Another aspect of the trial is that it shows hidden congestion that has long been anecdotally known, but never proven in actual numbers. For example tube stations with several lines have a lot of traffic swapping between lines, but that would never show up in Oyster card tracking at the ticket gates.
In one example, Oxford Circus shows higher traffic flows than Oyster card data would suggest. While the swapping between lines was known, how many people did so was not.
It’s much easier to prioritise station upgrades when you have a clearer understanding of where pressure points exist.
This information could also be used to offer extra information to people planning a journey. For those who value comfort over speed could be offered alternative routes, which is good for them, but diverting them away from the busy route also releases more capacity on the busy route, for the benefit of those passengers as well.
The same could be used within stations.
For example, the below image shows the number of people within Euston station on 30th November 2016, just before the station was closed due to overcrowding.
The overcrowding was likely due to an incident at King’s Cross, causing overcrowding on the northbound Northern line. However, lacking live granular data, the entire station was closed, rather than attempting to keep it open for southbound customers, where overcrowding wasn’t an issue.
This wont be possible in many stations, but some stations could have selective closing, if Wi-Fi tracking showed that only part of the station was overcrowded.
At the moment, the data collection carried out by TfL for the trial was not real-time, so while useful for later analysis, it’s no good for live monitoring. They expect that they will be able to upgrade to live passenger movement monitoring, and then they opens up some interesting ideas.
For example, if they notice that people making a journey between two locations are taking longer than normal along Route A, they could alert people to switch to Route B instead.
The data suggests that they can predict the crowding levels on individual trains, so it could be that when a busy train comes in, people can be reliably informed that the train behind is half-empty, and some people may choose to wait at the station for a couple of minutes in order to get a seat, or at least not be quite so squashed.
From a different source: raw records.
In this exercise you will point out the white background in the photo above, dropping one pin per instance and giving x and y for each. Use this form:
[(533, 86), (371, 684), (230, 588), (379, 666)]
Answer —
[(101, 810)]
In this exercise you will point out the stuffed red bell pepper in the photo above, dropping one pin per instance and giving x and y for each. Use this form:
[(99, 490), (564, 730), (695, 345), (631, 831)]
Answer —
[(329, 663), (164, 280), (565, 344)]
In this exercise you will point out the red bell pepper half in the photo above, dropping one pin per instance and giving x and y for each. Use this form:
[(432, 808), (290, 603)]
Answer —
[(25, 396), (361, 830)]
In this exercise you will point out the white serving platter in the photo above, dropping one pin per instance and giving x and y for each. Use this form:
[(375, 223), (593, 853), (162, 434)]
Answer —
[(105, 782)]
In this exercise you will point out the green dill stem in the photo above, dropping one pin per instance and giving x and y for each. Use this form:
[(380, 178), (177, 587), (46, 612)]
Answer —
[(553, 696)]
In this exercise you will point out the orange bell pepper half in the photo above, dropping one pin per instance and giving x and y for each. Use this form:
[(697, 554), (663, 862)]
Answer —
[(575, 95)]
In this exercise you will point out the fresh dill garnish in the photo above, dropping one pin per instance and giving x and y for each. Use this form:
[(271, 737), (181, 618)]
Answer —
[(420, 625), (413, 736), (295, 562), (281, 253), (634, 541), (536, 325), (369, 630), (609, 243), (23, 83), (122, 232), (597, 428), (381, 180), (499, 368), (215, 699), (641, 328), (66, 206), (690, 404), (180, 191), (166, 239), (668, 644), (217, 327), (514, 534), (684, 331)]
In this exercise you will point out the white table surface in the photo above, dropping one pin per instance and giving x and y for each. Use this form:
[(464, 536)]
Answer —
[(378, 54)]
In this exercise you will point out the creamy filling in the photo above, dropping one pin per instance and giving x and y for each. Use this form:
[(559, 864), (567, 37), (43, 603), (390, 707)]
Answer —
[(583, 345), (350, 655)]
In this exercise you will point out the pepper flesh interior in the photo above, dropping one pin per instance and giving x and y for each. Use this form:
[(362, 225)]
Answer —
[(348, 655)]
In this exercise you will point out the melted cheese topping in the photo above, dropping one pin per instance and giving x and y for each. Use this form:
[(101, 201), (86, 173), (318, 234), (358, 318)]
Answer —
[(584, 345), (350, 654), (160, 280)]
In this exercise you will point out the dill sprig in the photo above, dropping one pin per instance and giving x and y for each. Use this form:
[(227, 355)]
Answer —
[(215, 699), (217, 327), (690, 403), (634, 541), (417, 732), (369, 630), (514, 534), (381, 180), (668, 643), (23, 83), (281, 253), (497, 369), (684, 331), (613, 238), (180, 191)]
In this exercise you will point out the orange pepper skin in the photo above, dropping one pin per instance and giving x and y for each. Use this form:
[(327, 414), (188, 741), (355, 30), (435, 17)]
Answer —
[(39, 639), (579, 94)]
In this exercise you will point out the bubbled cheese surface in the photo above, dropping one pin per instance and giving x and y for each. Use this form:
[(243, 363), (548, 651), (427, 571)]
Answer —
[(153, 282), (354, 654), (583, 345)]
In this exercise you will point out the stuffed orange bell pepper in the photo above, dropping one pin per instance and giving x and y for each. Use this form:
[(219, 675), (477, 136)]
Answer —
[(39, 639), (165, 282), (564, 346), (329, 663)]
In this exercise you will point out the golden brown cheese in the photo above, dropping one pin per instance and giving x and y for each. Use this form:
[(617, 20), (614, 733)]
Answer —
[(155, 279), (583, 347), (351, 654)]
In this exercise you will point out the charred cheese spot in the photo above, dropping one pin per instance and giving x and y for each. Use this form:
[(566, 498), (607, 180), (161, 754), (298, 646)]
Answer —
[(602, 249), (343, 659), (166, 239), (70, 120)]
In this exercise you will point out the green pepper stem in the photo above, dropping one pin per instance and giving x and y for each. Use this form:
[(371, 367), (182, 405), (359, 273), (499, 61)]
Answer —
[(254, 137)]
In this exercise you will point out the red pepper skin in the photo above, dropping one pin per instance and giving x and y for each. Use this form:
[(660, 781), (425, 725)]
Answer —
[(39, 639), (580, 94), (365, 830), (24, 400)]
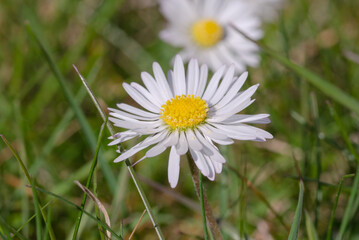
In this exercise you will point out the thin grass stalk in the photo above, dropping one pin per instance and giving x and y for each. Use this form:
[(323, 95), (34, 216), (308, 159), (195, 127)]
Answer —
[(202, 206), (331, 221), (89, 179), (38, 208), (33, 216), (317, 153), (90, 136), (294, 230), (104, 225), (127, 161), (349, 210), (10, 229), (324, 86), (242, 203), (208, 210), (260, 196), (101, 231), (49, 215)]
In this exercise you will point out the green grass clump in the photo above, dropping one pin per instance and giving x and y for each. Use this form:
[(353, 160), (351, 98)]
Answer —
[(51, 130)]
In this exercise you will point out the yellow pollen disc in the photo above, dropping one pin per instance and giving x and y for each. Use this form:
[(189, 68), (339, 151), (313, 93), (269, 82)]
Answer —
[(207, 33), (184, 111)]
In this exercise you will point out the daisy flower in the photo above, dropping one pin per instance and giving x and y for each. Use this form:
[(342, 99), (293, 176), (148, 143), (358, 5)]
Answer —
[(202, 29), (184, 113)]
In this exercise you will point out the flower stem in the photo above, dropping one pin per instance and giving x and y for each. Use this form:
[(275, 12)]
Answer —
[(208, 211), (202, 206)]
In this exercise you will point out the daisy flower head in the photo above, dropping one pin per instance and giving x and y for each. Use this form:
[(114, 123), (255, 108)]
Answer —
[(184, 113), (202, 28)]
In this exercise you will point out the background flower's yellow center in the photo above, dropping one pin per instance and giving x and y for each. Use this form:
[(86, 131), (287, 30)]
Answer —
[(184, 111), (207, 33)]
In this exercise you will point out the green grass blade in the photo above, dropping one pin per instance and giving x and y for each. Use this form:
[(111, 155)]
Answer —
[(294, 230), (205, 230), (128, 163), (89, 179), (9, 228), (326, 87), (80, 116), (311, 232), (331, 221), (31, 181), (78, 208), (32, 217), (349, 210), (90, 137)]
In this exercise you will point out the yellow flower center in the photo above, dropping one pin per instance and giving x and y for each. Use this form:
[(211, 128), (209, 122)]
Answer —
[(207, 32), (184, 111)]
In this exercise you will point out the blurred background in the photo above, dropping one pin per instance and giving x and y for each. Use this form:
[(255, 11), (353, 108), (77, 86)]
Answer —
[(111, 42)]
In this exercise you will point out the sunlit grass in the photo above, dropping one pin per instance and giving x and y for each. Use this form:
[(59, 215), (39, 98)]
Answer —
[(47, 116)]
The trial over, and results proven to be of use, TfL says that it is now working with the Information Commissioner’s Office, privacy campaigners and consumer groups about how the data collection could be undertaken on a permanent basis.
One question that some may ask is that now they TfL has all this journey data, can they send you a copy of your journeys? In simple terms, no they can’t. When the ID numbers from each smartphone were collected, they were encrypted in a way that makes reversing the encryption essentially impossible. TfL also added what is known as a “salt” to the ID numbers, so even if someone knew the encryption, they would also need the salt, and that salt value was destroyed after the trial ended.
So, unless the spooks at GCHQ have something clever in their computers, it’s currently impossible to ask for a copy of someone’s journey across the TfL network based on their smartphone data.
At the moment, the privacy concerns that some people are expressing seems unlikely to be a significant issue.
Whether that will survive the government’s current desire to weaken data encryption though, that’s the big issue that could cause a privacy headache in the future.